The method of claim 3, wherein the non-recursive prediction scheme comprises calculating a time-varying prediction matrix P according to the following equation:
P = AR _b ′
Where A is an N × b matrix (N, b are integers) whose components are scalar prediction coefficients, and R _b ′ is a matrix resulting from the vector quantization of the residual matrix R of the previous frame. This is a b × M matrix composed of the last b rows of R ′ .

Each frame of the sampled audio signal is subdivided into a set of Nm (m is an integer) subframes,
The N linear predictive coding spectral models per frame correspond to the N first subframes of the set, and m-1 second subframes between each of the first subframes. Is placed,
The method of claim 1, wherein a linear predictive coded spectral model vector corresponding to the m-1 second subframes is obtained using linear interpolation.

2. The method of claim 1, further comprising obtaining the time-varying prediction matrix P using a recursive prediction scheme.

The method of claim 1, wherein the N linear predictive coding spectral models per frame are obtained from a linear predictive coding analysis using different window shapes according to a particular spectral model order within the frame. the method of.

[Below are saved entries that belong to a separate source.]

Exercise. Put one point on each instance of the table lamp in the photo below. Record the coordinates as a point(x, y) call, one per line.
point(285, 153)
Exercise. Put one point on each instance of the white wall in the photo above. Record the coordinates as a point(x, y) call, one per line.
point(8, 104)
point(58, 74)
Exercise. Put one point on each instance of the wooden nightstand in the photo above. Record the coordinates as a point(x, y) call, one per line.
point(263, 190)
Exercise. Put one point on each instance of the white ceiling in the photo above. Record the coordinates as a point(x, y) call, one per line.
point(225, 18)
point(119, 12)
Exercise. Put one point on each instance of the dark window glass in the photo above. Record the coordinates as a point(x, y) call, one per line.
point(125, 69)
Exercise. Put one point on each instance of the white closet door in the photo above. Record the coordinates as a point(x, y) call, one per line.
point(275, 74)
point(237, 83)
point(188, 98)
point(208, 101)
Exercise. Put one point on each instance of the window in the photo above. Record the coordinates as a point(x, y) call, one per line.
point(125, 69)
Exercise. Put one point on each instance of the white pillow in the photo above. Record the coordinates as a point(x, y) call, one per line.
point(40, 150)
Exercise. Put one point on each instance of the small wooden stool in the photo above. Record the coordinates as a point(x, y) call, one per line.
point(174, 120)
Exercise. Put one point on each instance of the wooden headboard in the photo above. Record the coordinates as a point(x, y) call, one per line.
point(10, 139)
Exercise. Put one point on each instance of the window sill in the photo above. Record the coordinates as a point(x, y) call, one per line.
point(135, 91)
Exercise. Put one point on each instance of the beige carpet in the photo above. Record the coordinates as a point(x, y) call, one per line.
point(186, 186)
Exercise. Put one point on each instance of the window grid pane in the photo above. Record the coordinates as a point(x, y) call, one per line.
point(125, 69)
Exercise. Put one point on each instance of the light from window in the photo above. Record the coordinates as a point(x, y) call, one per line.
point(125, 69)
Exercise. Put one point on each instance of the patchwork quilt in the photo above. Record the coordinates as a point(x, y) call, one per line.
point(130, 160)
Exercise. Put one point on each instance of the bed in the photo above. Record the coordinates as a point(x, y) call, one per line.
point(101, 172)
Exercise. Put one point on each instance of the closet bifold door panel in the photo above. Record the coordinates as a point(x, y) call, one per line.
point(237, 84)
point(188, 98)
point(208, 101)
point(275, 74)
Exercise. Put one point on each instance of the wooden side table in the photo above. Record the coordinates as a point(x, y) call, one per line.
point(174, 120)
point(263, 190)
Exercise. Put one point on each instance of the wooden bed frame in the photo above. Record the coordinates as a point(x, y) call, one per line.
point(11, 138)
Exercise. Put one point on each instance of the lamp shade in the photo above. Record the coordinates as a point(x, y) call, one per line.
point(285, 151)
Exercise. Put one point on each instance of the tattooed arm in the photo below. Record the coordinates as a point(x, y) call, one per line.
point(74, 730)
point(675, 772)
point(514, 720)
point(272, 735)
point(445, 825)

Prior to step (b), the method further comprises the step of removing from the matrix F an average matrix having rows that are identical to each other, wherein the rows are the j-th component prediction values of the N vectors, The method of claim 1, wherein the method comprises:

The method of claim 8, further comprising the step of adding an average matrix to the quantization residual matrix.

Adding a time-varying prediction matrix P to the quantized residual matrix;
9. The method of claim 8, further comprising: adding an average matrix to the quantized residual matrix to which the time-varying prediction matrix P has been added.

The method of claim 1, further comprising adding a time-varying prediction matrix (P) to the quantization residual matrix.